According to the Brookings Institute, the suburbs have become a new battleground in the war against poverty.

At the LBJ Library you can learn about President Johnson's dream of the great society and his war on poverty.

The report issued Monday is a warning that the safety net designed to address poverty in urban centers and rural areas is in need of a major refocus.

Every day the poor and needy gather along the corner of 7th Street and Red River. They are here to get shelter, food and counseling services from several different humanitarian agencies. Some appear stuck in this way of life- but there are many others like Jeb Meredith who is trying to rebuild a broken life.

"After having everything and losing everything all in one fall, swoop, it's you know kind of hard to get back," said Meredith.

Meredith is just one face of poverty and a downtown street corner in Austin is not the only dwelling spot for it. Look beyond the manicured lawns of suburbia and you will also find the poor.

Researchers with the Brookings Institution released this report that challenges the mindset that poverty is strictly an urban problem.

The Austin profile shows that not only has the number of poor grown to a quarter of a million when compared to the population in 1970 but an urban - suburban shift is underway.

Within the past decade the rate of poverty in the suburbs has increased faster than the urban core.

Another indicator of what's taking place in metro Austin is the percentage of change in the number of students who receive free and reduced priced lunches.

Can't see the trees for the forest comes to mind. Typically when you talk about the poor in Suburbia you're dealing with a limited number of classifications like the elderly, families dealing with a medical crisis or what's commonly referred to as the working poor.

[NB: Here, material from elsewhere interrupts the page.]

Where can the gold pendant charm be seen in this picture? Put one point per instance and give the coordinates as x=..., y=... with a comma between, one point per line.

"No surprise, over the past four years we've seen our numbers increase 25 percent to 30 percent," Sherry McDonnell of Hill Country Community Ministries said.

McDonnell is with the Hill Country Community Ministries. The small non-profit has a big job keeping its store rooms full.

The organization provides food, clothing and other assistance to about 500 families every month. While the client list has grown, the caseload profile also started to change during the great recession.

"We've had accountants and engineers and people who have used up all of their savings, 401K's and literally had no place else to turn. We've had people come in here just devastated and embarrassed quite frankly to have to ask for help," McDonnell said.

In their suburban war on poverty, organizations like Hill Country Community Ministries are struggling to keep pace.

The new report from Brookings is an attempt to get planners to recognize that resources can no longer be spent only in urban centers but refocused to address a broader regional problem.